Electrostatics deals with static electric fields ( charges which are at rest). 

i.e, Electric fields which are independent of time, these are the fields produced by the charges at rest. A charge can be either concentrated at a point or distributed in some fashion like line, surface, volume and the charge distribution is assumed to be constant with respect to time.

Coulomb’s law:-

Let us suppose there exists two charged bodies placed apart at a distance ‘R’ as shown in the figure

then there exists a force between the two charges, if the two charges are like charges , the force is repulsive in nature. where as  for unlike charges the force is attractive in nature, that is the force is either the force of attraction (or) the force of repulsion which is given by 

F \propto Q_{1}Q_{2}

      \propto \frac{1}{R^{2}}

Statement:-

The force of attraction or repulsion between the two charged bodies                      i. is directly proportional to the product of the two charges.                                   ii. is inversely proportional to the square of the distance between them.           iii. and acts along the line joining the two point charges.

i.e, F =\frac{k Q_{1}Q_{2}}{R^{2}}    where k  is constant of proportionality

    F = \frac{Q_{1}Q_{2}}{4\pi \epsilon R^{2} }  , k=\frac{1}{4\pi \epsilon }

where \epsilon is the absolute permittivity of the medium given by \epsilon = \epsilon _{o}\epsilon _{r}

here \epsilon _{o} is free space permittivity

\epsilon _{r} is the relative permittivity of the medium.

\epsilon _{o} =8.854 X 10^{-12}F/m     or    \epsilon _{o} = \frac{10^{-9}}{36\pi } F/m

k= \frac{1}{4\pi \epsilon _{o}}= 9X10^{9}m/F

permittivity (or) capacitivity (∈) :-

This is defined as the ability (or) Capacity to store electrical energy                     r : 8 to 9 for alumina.                                                                                                             r : 2 to 3 for Teflon fibre glass. 

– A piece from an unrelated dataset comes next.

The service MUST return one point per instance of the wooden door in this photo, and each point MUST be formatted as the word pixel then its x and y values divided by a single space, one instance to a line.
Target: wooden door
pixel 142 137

the force is scalar one in the previous equation, Now the vector form is 

\overrightarrow{F} = \frac{Q_{1}Q_{2}}{4\pi \epsilon _{o}R^{2}}\hat{a_{R}}   where \hat{a_{R}} is the unit vector in the direction of R

If there exists two charges, Q1 and Q2 then force acting on 1 due to 2 is given by  {\overrightarrow{F}_{12}} = \frac{Q_{1}Q_{2}}{4\pi \epsilon _{o}R_{21}^{2}}\hat{a_{21}}

simillarly Force acting on 2 by 1 is given by 

\overrightarrow{F}_{21}= \frac{Q_{1}Q_{2}}{4\pi \epsilon _{o}R_{12}^{2}}\hat{a_{12}}

\therefore \overrightarrow{F_{12}}=-\overrightarrow{F_{21}} 

both are equal in magnitude, they differ in their directions.

Q1. Two point charges 0.7mC and 4.9uC are situated in free space at (2,3,6) and(0,0,0) . Calculate the force acting on the 0.7mC charge.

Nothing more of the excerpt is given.